The dimensional rift swallowed all five and snapped shut with a dry crack, severing the smell of blood and crushed viscera that painted the entrance of the cave.
On the other side of the veil, the silence was absolute.
Bái Wǎn blinked, her lungs heaving violently as she drew in air. The young woman's blood ran faster, warming her cheeks. The oxygen there was no common air; it was a thick, sweetish mist, saturated with a humidity so dense it could almost be chewed.
Before them, the Secret Realm of Stagnant Water unfolded in an improbable vastness. The sky held no sun or stars, shining instead with a perpetual turquoise vault. Islands of emerald earth and white rock drifted slowly through space, defying gravity. From them, waterfalls of the purest water plunged into the infinite, transforming into liquid ribbons that rose and fell along the horizon like the veins of a gigantic living organism.

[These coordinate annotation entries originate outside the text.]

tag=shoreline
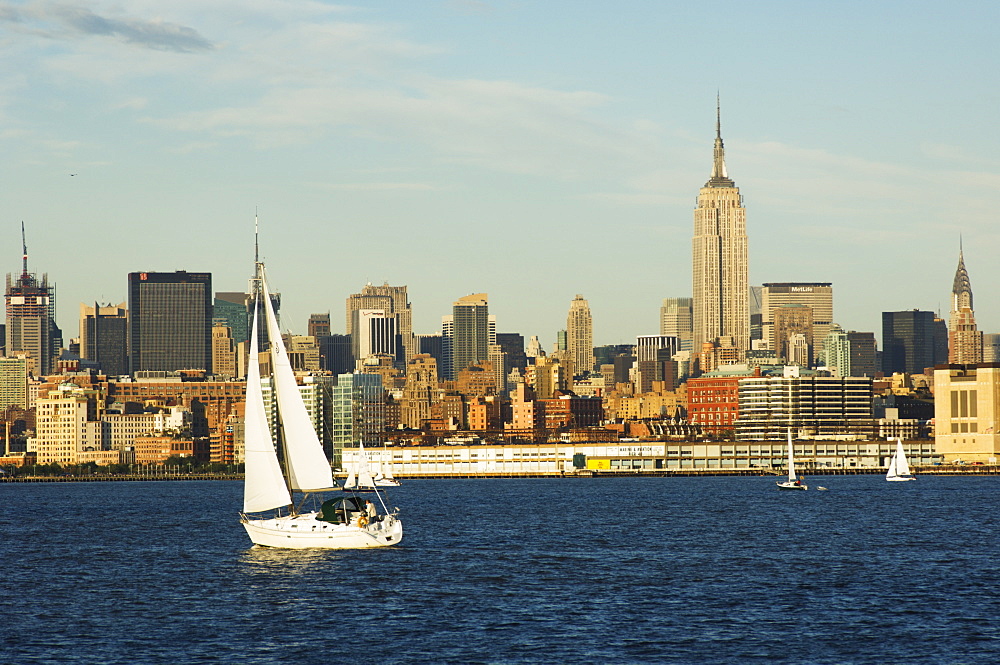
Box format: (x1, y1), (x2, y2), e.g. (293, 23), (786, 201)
(0, 465), (1000, 483)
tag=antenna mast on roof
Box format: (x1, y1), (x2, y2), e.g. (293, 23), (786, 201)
(21, 220), (28, 279)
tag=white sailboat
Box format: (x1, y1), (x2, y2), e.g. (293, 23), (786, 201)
(240, 263), (403, 549)
(776, 428), (809, 490)
(885, 438), (916, 482)
(344, 442), (376, 491)
(373, 448), (399, 487)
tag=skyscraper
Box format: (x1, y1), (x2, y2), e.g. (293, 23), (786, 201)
(823, 324), (878, 377)
(441, 293), (496, 379)
(566, 293), (594, 375)
(760, 282), (833, 360)
(948, 249), (983, 365)
(351, 309), (398, 367)
(80, 302), (128, 376)
(128, 270), (212, 373)
(882, 309), (946, 374)
(691, 102), (750, 352)
(5, 224), (62, 376)
(308, 312), (330, 339)
(660, 298), (692, 351)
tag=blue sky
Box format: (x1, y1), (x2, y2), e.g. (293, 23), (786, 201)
(0, 0), (1000, 347)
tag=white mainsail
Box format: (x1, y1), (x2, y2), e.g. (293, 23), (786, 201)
(261, 275), (336, 492)
(788, 428), (795, 483)
(243, 292), (292, 513)
(358, 442), (375, 487)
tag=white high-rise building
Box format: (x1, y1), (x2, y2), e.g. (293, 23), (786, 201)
(691, 98), (750, 353)
(760, 282), (833, 360)
(660, 298), (692, 351)
(566, 293), (594, 375)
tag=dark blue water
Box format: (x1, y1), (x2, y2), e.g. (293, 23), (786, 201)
(0, 476), (1000, 665)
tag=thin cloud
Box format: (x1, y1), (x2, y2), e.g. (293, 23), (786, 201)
(312, 182), (441, 192)
(0, 3), (215, 53)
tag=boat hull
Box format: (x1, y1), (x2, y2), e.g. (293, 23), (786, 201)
(242, 513), (403, 550)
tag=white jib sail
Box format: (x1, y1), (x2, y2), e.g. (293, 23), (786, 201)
(788, 429), (795, 482)
(892, 439), (910, 476)
(261, 279), (336, 492)
(243, 292), (292, 513)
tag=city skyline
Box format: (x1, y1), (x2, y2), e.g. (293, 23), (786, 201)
(0, 1), (1000, 349)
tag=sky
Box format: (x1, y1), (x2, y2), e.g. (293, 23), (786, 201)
(0, 0), (1000, 348)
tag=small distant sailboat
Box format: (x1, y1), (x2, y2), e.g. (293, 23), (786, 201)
(775, 428), (809, 490)
(373, 461), (399, 487)
(885, 438), (916, 482)
(240, 262), (403, 549)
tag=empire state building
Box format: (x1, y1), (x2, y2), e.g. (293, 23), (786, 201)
(691, 102), (750, 353)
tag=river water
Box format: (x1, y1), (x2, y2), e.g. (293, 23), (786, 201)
(0, 476), (1000, 665)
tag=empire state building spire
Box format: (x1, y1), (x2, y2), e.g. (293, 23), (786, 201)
(951, 243), (972, 312)
(691, 97), (750, 362)
(705, 95), (736, 187)
(948, 242), (983, 365)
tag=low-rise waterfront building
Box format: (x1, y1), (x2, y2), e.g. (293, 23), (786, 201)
(934, 363), (1000, 464)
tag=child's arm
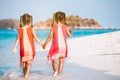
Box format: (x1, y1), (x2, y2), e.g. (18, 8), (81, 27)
(32, 29), (43, 45)
(67, 27), (72, 37)
(43, 27), (53, 49)
(13, 35), (19, 53)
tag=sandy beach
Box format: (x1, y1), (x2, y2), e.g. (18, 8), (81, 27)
(68, 31), (120, 76)
(0, 31), (120, 80)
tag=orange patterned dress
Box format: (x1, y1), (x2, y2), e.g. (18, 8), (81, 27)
(48, 24), (68, 62)
(18, 27), (35, 66)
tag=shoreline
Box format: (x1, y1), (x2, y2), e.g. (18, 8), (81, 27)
(68, 31), (120, 76)
(0, 31), (120, 80)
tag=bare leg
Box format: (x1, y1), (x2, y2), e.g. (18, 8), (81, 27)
(25, 61), (32, 77)
(58, 57), (64, 74)
(22, 62), (26, 76)
(52, 59), (57, 72)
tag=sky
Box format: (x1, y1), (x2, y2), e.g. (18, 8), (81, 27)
(0, 0), (120, 28)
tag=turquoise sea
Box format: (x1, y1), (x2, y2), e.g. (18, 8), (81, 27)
(0, 29), (118, 80)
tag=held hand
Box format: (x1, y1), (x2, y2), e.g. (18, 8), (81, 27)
(69, 29), (72, 34)
(13, 48), (17, 54)
(42, 44), (46, 49)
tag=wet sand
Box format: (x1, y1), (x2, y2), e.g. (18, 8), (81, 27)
(0, 31), (120, 80)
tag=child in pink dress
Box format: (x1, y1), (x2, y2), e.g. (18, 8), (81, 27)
(43, 12), (71, 76)
(13, 14), (42, 77)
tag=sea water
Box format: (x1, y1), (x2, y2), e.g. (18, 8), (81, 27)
(0, 30), (118, 80)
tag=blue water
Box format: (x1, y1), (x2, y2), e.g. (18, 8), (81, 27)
(0, 30), (118, 79)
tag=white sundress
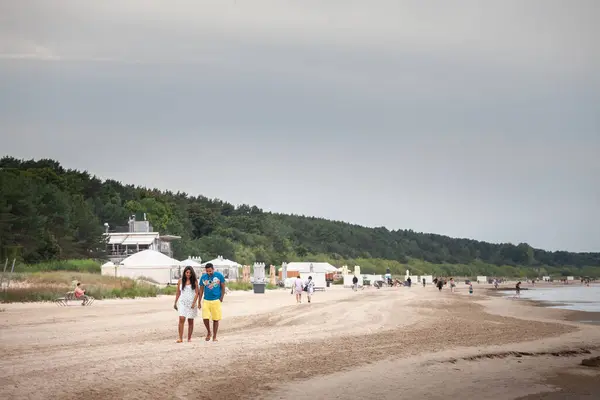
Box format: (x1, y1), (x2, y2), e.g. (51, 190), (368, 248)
(177, 282), (198, 319)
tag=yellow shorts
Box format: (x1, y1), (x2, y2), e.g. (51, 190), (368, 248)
(202, 300), (221, 321)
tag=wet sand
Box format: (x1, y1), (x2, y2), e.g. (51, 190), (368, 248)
(0, 285), (600, 400)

Bái Wǎn took a trembling step forward, her large brown eyes brimming. The legend she had spent her entire childhood reading in old scrolls was taking shape before her.
"It's real..." the girl whispered, stretching out her hand to try to touch a floating drop of dew that drifted past her face.
The drop never reached her fingers.
A dull thud of a leather boot against immaculate grass broke the trance. Yù Méi strode past the girl with heavy steps, the dark-gold silk swaying as the warrior's almond-shaped eyes swept the floating islands with profound boredom.
"What a hellish bore," Yù Méi muttered, kicking a white jade stone that rolled off into the abyss and vanished into the clouds below. The youngest crossed her arms, clicking her tongue against the roof of her mouth. "So much useless water and not a single large creature for me to hit. There aren't even guards hiding in the trees. Just undergrowth and waterfalls."
A few steps away, Mò Yán adjusted the revealing crossed collar of her Hanfu. The diplomat did not allow herself to be swept away by the paradise's aesthetics. Her scarlet irises fixed on the absurd density of the water ribbons cutting across the sky. The pale, exposed valley of her generous neckline took on an immediate feverish pink hue; she knew perfectly well the brutal friction that elemental Qi would cause in the man at her side come the time of the forging.
Yù Qíng, anchored three millimeters above the grass by the Lotus of the Void, glided until she stopped beside Zhì Yuǎn. The woman in blue tilted her head, her cold fingers grazing the sleeve of her husband's charcoal-gray robe.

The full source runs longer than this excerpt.